Still, the caveats are substantial. This was a mouse study in a transgenic model of familial Alzheimer’s disease, which accounts for less than 5% of human cases. Sporadic Alzheimer’s, which makes up the vast majority, may involve different pathological mechanisms. The history of Alzheimer’s drug development is littered with compounds that cleared plaques in mice but failed in human trials. Only one dose (30 mg/kg/day) was tested, leaving no dose-response data. And the cognitive benefits were partial: the drug improved performance on one of three memory tests, and the mechanism of amyloid removal remains incompletely understood.
The study also did not address tau pathology, the other hallmark of Alzheimer’s disease. Cu(ATSM)’s effect on tau tangles, if any, remains unknown. And copper handling in the brain is a delicate balance — copper dyshomeostasis itself has been implicated in neurodegeneration, meaning that long-term copper supplementation will require careful safety monitoring.
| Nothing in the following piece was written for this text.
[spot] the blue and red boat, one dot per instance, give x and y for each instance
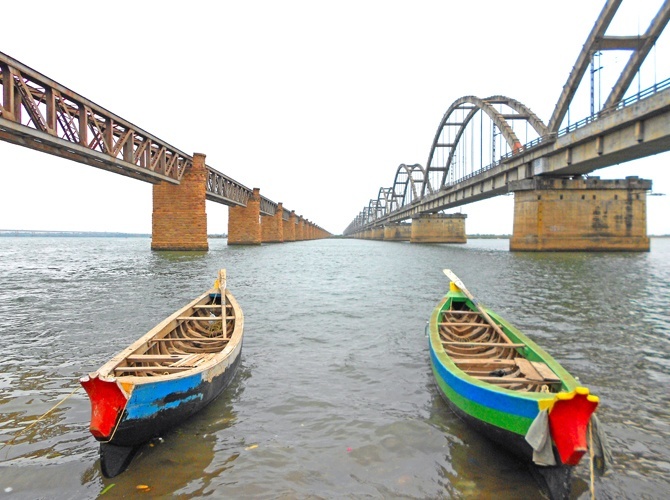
(505, 386)
(166, 376)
The researchers are now working on mechanism-mapping studies to clarify how Cu(ATSM) triggers P-gp restoration and whether the effect can be replicated in other animal models. If those studies succeed, the path to human trials — even if accelerated by existing safety data — would still take years.
Source: Pyun J, Noor A, Runwal P, Mawal C, Fuller OK, Egan CL, Febbraio MA, Donnelly PS, Short JL, Bush AI, Nicolazzo JA. Cu(ATSM) Restores Blood-Brain Barrier Abundance of P-Glycoprotein and Improves Cognitive Function in the APP/PS1 Mouse Model of Alzheimer’s Disease. ACS Chem. Neurosci. 2026;17(12):2389-2405. DOI: 10.1021/acschemneuro.6c00252.